Benton Harbor’s emergency financial manager's days in charge appear numbered
Former Governor Jennifer Granholm appointed Joe Harris to run Benton Harbor’s dismal finances nearly three years ago.
Then City Commissioner James Hightower supported the takeover when others didn’t. But Hightower, who’s now the city’s mayor, says Harris has become increasingly difficult to work with.
Hightower says he and other elected officials told the state they would support a special assessment fee on all property owners in exchange for six conditions. One of them was that Joe Harris be replaced by the end of January.
“The citizens and the city have to be protected. I think what we did was reasonable. I think that the time that Harris has been here has been longer than what it should have been,” Hightower said.
Hightower says Harris doesn’t communicate regularly with elected officials.
"Nothing personal against Mr. Harris but his management style is one that just does not foster a relationship or growth or build bridges; it actually creates barriers," Hightower said.
Harris declined to comment but told the Herald-Palladium newspaper treasury officials asked him to resign.
"They made a deal and I'm gone," Harris said Tuesday. Harris said he met with state Deputy Treasurer Roger Fraser on Tuesday morning and was told the commission agreed to support a 10-mill special assessment if the state would fire Harris. "I was told that they would want a letter of resignation this week, for my resignation, effective Jan. 31," Harris said. But Harris said he told Fraser, "To give a letter of resignation would imply I'm resigning, and I'm not. You'll just have to let me go."

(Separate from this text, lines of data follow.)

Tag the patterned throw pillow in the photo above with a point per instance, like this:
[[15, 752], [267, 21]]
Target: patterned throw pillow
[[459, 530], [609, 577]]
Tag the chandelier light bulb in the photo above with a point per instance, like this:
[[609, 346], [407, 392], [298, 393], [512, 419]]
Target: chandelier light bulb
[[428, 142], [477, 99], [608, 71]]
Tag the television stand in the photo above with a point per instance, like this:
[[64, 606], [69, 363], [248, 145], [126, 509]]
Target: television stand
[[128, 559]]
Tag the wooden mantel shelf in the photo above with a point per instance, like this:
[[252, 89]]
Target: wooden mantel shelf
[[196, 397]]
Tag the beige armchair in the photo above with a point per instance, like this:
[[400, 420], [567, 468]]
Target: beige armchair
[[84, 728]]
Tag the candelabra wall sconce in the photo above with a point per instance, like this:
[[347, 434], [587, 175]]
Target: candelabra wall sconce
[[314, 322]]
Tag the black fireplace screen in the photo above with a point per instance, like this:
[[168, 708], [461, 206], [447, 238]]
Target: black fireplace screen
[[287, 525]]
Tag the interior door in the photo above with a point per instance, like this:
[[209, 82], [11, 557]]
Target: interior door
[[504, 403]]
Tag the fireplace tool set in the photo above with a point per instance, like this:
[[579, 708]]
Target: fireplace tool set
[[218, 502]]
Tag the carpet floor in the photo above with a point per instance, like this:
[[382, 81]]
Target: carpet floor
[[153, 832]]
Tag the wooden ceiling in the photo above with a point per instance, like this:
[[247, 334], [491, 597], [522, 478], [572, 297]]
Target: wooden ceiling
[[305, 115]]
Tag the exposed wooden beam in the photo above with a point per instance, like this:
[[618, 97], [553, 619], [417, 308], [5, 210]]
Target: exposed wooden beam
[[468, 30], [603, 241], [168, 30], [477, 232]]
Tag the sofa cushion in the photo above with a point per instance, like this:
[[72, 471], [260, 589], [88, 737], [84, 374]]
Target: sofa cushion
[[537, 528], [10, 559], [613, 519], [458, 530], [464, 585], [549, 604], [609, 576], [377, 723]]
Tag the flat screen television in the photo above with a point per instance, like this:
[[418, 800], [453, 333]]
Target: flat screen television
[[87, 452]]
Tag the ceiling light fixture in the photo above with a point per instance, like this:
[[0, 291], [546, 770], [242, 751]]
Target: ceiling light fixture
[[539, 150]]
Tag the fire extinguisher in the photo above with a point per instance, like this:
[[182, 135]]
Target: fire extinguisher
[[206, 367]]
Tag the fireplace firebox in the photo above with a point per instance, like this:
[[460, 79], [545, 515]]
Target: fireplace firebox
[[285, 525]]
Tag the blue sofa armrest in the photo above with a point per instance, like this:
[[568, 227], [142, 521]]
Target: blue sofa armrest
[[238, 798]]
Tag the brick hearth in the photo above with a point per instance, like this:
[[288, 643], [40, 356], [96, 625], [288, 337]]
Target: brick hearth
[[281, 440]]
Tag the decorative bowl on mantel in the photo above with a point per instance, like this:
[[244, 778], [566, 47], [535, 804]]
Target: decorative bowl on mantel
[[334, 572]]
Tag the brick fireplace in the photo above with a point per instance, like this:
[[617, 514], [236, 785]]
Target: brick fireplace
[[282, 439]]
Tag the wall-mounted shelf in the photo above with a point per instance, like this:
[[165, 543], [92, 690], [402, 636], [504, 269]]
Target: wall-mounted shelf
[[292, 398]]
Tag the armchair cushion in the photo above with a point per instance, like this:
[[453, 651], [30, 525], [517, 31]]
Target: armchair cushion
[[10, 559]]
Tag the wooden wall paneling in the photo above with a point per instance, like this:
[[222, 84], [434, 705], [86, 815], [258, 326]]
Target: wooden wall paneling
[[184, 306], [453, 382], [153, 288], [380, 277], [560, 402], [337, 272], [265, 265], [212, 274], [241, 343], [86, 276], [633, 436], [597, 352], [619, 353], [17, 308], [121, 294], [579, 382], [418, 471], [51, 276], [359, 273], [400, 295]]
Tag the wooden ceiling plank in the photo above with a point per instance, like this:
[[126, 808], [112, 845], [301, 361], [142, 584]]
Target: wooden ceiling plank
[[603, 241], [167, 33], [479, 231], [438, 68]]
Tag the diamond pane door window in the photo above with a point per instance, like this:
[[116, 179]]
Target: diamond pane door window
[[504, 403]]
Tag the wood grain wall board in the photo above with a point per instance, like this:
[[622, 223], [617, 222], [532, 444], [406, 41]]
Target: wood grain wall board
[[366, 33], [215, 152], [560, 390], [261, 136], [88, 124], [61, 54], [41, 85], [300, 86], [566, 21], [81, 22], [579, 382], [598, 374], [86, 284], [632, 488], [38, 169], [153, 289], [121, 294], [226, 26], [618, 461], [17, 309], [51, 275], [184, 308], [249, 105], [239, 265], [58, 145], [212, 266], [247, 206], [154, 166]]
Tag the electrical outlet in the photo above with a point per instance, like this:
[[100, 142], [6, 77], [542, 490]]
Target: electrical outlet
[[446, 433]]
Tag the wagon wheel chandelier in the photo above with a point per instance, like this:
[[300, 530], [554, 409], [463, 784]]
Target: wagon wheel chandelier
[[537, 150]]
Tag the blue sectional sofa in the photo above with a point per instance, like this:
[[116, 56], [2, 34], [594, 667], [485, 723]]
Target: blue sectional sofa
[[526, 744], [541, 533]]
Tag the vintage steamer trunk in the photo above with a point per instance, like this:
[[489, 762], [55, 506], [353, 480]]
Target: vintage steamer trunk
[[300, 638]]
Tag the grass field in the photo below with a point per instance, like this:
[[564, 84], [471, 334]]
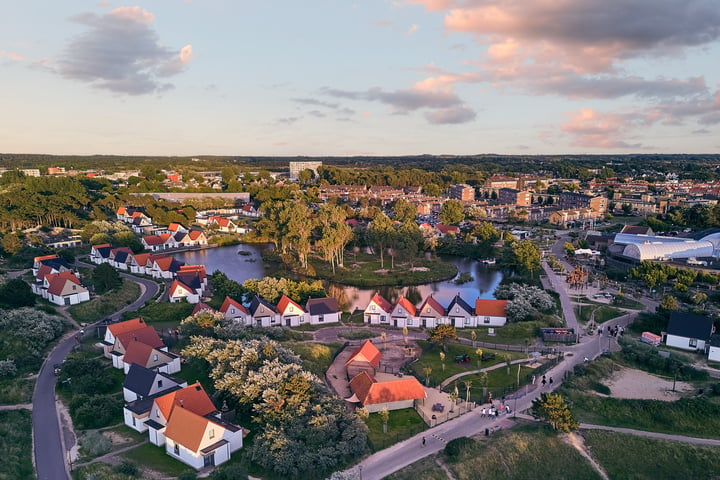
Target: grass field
[[402, 424], [103, 305], [16, 445], [638, 458]]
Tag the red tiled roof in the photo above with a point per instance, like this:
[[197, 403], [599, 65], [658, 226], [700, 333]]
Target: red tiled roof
[[370, 392], [147, 335], [127, 326], [409, 307], [366, 353], [229, 302], [490, 308], [285, 302], [382, 303], [192, 397]]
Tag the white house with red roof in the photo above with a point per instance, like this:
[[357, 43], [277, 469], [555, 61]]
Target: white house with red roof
[[290, 313], [322, 310], [235, 311], [490, 313], [378, 311], [431, 313], [187, 423], [393, 394], [404, 314]]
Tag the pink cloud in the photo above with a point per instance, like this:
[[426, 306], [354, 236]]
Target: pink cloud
[[16, 57]]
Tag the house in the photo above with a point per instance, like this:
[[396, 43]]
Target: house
[[714, 348], [141, 382], [403, 314], [688, 331], [180, 290], [127, 344], [393, 394], [235, 311], [365, 359], [263, 312], [291, 314], [187, 423], [378, 310], [139, 353], [323, 310], [61, 288], [431, 313], [460, 314], [100, 253], [490, 313]]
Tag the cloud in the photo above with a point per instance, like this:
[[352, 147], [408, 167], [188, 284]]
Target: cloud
[[15, 57], [452, 115], [593, 129], [120, 52]]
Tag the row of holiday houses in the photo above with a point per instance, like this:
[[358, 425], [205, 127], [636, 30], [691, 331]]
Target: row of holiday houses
[[430, 313], [179, 417]]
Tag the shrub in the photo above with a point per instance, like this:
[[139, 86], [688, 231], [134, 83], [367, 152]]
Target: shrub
[[127, 468], [95, 443], [456, 446]]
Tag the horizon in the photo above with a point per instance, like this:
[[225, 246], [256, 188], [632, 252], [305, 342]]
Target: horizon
[[382, 78]]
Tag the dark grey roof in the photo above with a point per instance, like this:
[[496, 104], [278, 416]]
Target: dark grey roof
[[322, 306], [461, 303], [257, 302], [688, 325]]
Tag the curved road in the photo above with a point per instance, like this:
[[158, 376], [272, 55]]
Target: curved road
[[50, 455]]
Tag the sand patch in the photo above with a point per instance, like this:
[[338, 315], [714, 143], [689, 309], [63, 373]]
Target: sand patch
[[630, 383]]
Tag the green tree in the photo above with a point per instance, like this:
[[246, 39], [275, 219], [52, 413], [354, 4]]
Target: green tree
[[442, 335], [527, 256], [553, 408], [452, 212], [105, 278]]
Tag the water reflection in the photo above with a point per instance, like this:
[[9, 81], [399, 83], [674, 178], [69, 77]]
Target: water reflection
[[242, 267]]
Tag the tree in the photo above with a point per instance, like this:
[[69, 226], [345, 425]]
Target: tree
[[553, 408], [380, 232], [105, 278], [442, 334], [16, 293], [527, 256], [452, 212]]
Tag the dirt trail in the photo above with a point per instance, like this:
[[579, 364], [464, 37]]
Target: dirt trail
[[578, 443]]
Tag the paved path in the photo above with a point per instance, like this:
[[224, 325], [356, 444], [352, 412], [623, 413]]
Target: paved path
[[48, 440]]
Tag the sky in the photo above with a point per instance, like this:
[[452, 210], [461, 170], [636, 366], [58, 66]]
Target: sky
[[373, 77]]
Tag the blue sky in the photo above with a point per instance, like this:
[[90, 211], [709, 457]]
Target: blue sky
[[374, 77]]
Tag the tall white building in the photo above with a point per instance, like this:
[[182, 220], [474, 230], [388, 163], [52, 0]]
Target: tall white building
[[297, 167]]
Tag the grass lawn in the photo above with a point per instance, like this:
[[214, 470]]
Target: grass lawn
[[361, 270], [524, 453], [517, 333], [16, 390], [16, 445], [631, 457], [103, 305], [316, 357], [431, 358], [155, 458], [402, 424]]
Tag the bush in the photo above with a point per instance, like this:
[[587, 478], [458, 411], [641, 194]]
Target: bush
[[456, 446], [127, 468], [95, 443]]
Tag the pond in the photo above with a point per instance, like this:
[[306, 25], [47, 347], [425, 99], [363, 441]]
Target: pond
[[242, 267]]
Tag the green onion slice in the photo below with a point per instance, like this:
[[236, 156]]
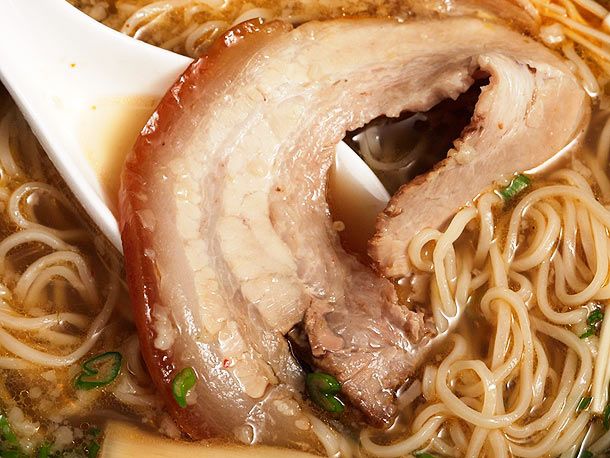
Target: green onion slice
[[588, 333], [595, 317], [584, 403], [517, 185], [606, 417], [99, 371], [44, 451], [323, 389], [182, 384]]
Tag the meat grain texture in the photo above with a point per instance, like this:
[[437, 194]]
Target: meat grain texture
[[227, 234]]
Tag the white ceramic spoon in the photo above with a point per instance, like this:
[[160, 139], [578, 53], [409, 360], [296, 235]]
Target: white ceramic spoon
[[87, 90]]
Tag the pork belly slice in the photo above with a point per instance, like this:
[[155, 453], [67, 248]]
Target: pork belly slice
[[532, 108], [227, 234]]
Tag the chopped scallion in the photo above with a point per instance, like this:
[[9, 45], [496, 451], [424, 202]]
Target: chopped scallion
[[588, 333], [517, 185], [99, 371], [595, 317], [584, 403], [7, 436], [323, 389], [182, 384]]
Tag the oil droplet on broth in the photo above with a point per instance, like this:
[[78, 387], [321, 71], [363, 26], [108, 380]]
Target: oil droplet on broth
[[108, 130]]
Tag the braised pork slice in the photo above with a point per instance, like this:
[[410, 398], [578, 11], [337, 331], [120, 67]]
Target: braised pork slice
[[531, 109], [227, 234]]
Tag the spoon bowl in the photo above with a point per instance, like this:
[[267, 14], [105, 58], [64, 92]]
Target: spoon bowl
[[86, 92]]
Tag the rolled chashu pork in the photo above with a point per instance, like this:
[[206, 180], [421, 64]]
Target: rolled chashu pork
[[227, 234]]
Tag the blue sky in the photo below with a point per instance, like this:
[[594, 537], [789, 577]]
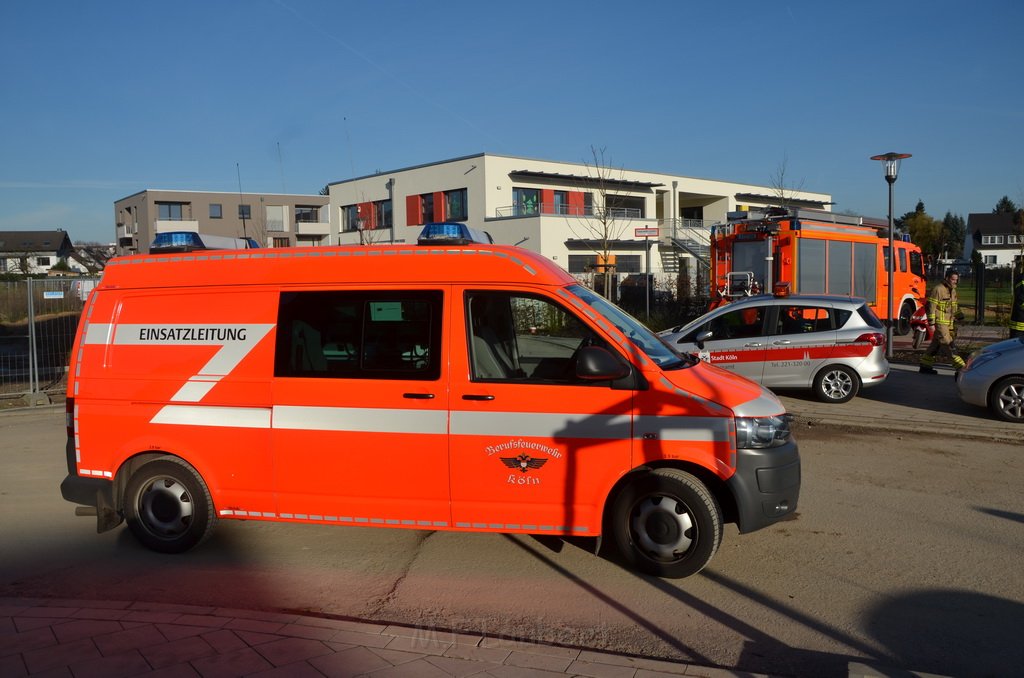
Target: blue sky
[[102, 99]]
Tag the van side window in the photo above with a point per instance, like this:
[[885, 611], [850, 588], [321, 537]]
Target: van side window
[[739, 324], [523, 338], [359, 335]]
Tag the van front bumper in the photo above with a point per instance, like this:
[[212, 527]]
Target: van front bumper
[[766, 485]]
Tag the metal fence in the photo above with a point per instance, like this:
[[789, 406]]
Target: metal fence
[[38, 320]]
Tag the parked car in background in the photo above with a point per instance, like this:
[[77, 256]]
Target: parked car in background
[[832, 344], [993, 378]]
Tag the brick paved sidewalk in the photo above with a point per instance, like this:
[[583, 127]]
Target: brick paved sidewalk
[[108, 639]]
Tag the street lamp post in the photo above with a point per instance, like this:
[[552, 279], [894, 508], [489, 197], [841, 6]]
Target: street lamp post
[[890, 166]]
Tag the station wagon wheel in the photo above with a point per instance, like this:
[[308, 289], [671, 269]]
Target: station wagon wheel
[[1007, 399], [836, 383], [667, 523], [168, 507]]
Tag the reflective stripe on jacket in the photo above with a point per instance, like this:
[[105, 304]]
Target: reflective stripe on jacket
[[942, 304]]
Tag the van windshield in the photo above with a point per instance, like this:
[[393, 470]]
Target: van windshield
[[645, 340]]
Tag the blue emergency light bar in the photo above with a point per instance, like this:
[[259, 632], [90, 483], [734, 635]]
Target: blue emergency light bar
[[451, 232], [177, 239]]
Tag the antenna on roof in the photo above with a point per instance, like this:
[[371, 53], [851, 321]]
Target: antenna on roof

A treasury spokesman wouldn’t comment on specifics but did say the state is working on a “possible” leadership transition. He would not comment on what he calls a “private meeting” between Harris and Fraser this week.
But Fraser wrote this in a letter to Mayor Hightower earlier this month:
Thank you for your efforts to move along this financial issue in the City of Benton Harbor. With the commitment of you and other members of the City Commission to support the creation of a special assessment district limited to a 10 mil assessment, we in Treasury are committed to addressing the concerns you have enumerated in the attached special assessment letter. Presuming there is positive support for the 10 mil assessment demonstrated at the public hearing scheduled for Monday evening, December 17, we will begin working Tuesday morning, December 18 on fulfilling our part of your requests.
Elected officials voted 7 to 1 to support the 10 mil special assessment to fund public safety operations. The assessment comes after voters rejected a millage renewal in November that represented a major portion of the city’s revenue.
Treasury officials say the state’s Emergency Loan Board will decide Harris’ fate. It’s not clear when his next meeting is.